Inchiesta Blu belga sulla carne piemontese spacciata per valdostana: le prime sentenze

09 Novembre 2016

Sono arrivate stamattina, al termine dell’udienza a porte chiuse dinanzi al giudice Davide Paladino, le prime sentenze dell’inchiesta “Blu Belga”, nata a fine 2014 da alcuni accertamenti effettuati dal Corpo Forestale Valdostano sulla macellazione clandestina e che ha visto il pubblico ministero Luca Ceccanti contestare a quindici persone reati che includono il concorso in falso, la soppressione di atti veri, la violazione di sigilli e l'omessa denuncia di reato da parte di pubblico ufficiale.

Le posizioni definite oggi, mercoledì 9, riguardano coloro che, nelle precedenti udienze preliminari, avevano optato per riti alternativi.
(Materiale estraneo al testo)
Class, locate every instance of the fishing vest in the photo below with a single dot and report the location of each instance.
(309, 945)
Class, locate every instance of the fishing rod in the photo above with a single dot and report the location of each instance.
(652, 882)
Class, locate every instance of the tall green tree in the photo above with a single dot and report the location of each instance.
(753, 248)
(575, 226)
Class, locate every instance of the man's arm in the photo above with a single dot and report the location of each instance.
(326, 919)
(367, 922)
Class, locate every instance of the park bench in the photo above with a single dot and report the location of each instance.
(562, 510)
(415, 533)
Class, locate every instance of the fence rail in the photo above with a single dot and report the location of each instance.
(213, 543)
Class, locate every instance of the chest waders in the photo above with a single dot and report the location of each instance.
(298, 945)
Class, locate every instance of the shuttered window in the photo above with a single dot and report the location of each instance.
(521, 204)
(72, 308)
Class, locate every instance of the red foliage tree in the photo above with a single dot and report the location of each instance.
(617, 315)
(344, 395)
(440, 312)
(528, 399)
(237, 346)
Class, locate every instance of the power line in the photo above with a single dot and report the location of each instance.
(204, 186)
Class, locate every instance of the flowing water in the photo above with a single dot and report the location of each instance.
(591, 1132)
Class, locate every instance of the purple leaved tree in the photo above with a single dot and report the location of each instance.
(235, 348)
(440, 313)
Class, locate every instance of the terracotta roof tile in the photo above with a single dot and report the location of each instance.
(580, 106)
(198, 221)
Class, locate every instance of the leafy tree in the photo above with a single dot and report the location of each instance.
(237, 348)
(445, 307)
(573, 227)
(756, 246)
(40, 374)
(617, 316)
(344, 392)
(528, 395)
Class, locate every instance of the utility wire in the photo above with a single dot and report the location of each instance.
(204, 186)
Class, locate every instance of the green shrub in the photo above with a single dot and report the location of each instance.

In particolare, è stato condannato a un anno e quattro mesi (pena sospesa) Paolo Moussanet, 54 anni, di Challand-Saint-Victor. Sono invece stati assolti Camillo Pecco, 54 anni, di Gressoney-Saint-Jean e Andrea Piatti, 53 anni, veterinario dell’Unità Sanitaria Locale della Valle d’Aosta.

Sono quindi stati accolti i patteggiamenti chiesti da: Gabriele Empereur, 71 anni, di Gressan (otto mesi di reclusione e 800 euro di multa); Ezio Chabloz, 53 anni di Sarre (sei mesi di reclusione e 200 euro di multa); Albein Bagnod, 37 anni, di Challand-Saint-Victor (otto mesi di reclusione); Franca Marcoz, 56 anni, di Brissogne (sei mesi di reclusione)

La messa alla prova (una misura alternativa per l’estinzione del reato) è stata infine chiesta da: Mathieu Chabod, 20 anni, di La Salle; Alfredo Girod, 32 anni, di Fontainemore; Leo Montrosset, 45 anni, di Jovençan.

Per tutti gli altri imputati – cioè Guido Chaussod, 62 anni, di Nus; Paolo Consol, 62 anni di Issime; Cassiano Treboud, 42 anni di La Salle; Marco Cerise, 38 anni, di Sarre; Piergiorgio Colleoni, 47 anni, di Fontainemore – è stato disposto il rinvio a giudizio. Compariranno quindi nell’udienza dibattimentale, dinanzi al giudice monocratico, fissata per il 20 aprile 2017.

Nel corso delle indagini, iniziate appunto con dei controlli a Nus, gli inquirenti avevano approfondito le modalità con cui alcuni bovini piemontesi venivano macellati, per essere poi commercializzati come carne valdostana. Oltre a individuare una decina di casi del genere (in cui la “valdostanizzazione” era avvenuta grazie a marche auricolari e microchip rimossi da mucche autoctone), erano emersi gli episodi di sei animali maltrattati e uccisi, diciassette carcasse smaltite illecitamente, nonché di trentotto forme di formaggio "insudiciate" e invase da parassiti.